Steve Douglas, director of marketing and e-business at Sunoco in Toronto, agrees. He says that the gasoline retailing industry once relied heavily on promotional items to drive repeat purchases. These days, however, those sorts of promotions have almost entirely vanished.

‘Loyalty programs provide us with valuable customer information and allow us to more directly reward customer behaviours that are profitable to us,’ Douglas says.

The way he sees it, loyalty programs will continue to gain ground at the expense of the premiums industry in 2002 and beyond. In contrast to promotional items – which encourage transient customers who make one-time purchases – loyalty programs provide valuable data that allows marketers to build much more comprehensive customer profiles and a better understanding of purchase behaviours, Douglas says.

Air Canada is also betting its loyalty program will grow by leaps and bounds this year as big brand companies scour the landscape in search of strategic partnerships.

Brian Mullen, manager of strategic relationships and appreciation programs, says Air Canada’s Aeroplan program expects to make a litany of announcements about new alliances in the coming months. He says that rather than re-inventing the wheel, large marketers are increasingly taking advantage of existing programs, like Aeroplan, to build loyalty among customers.

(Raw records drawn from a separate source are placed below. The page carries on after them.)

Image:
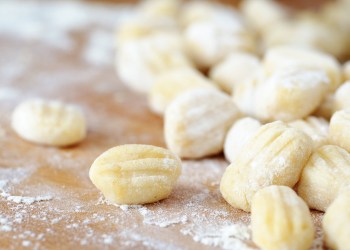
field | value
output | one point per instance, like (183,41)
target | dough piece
(339,129)
(288,94)
(139,62)
(135,174)
(274,155)
(326,174)
(234,70)
(281,220)
(172,83)
(241,131)
(326,108)
(336,223)
(316,128)
(291,94)
(197,121)
(262,14)
(342,97)
(209,41)
(304,58)
(50,123)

With so many disparate trends currently underway in the premiums and incentives industry, it’s difficult to definitively declare which will dominate the coming year. Whatever happens, though, everyone agrees that it’s the players who keep an eye on these larger trends that will live to see 2003. Premium Picks for 2002
Tony Chapman, president
Capital C Communications
Toronto
Chapman says the hottest toys for teen boys will be anything electronic and high-tech – such as DVDs and video-games – as well as logoed sportswear.
For teenage girls, cell phones, movie passes, clothing and cosmetics will likely be the big lures.
For men, golf getaways are still all the rage. For women, premiums having to do with personal time – such as bowling passes, curling nights or gardening books – are likely to be coveted.
Rob Stonehewer, president
Rob Stonehewer & Associates
Burlington, Ont.
The under six set will continue to be bombarded by Thomas the Tank Engine, Lego, Hot Wheels and Matchbox
toys, says Stonehewer. Harry Potter and Lord of the Rings will be the hot properties among teenagers, as will mobile devices, including MP3 players, digital video cameras and accessories for cell phones.
For women, it’s all about pampering: personal concierge services, spas, and health & wellness products will be the premiums of choice.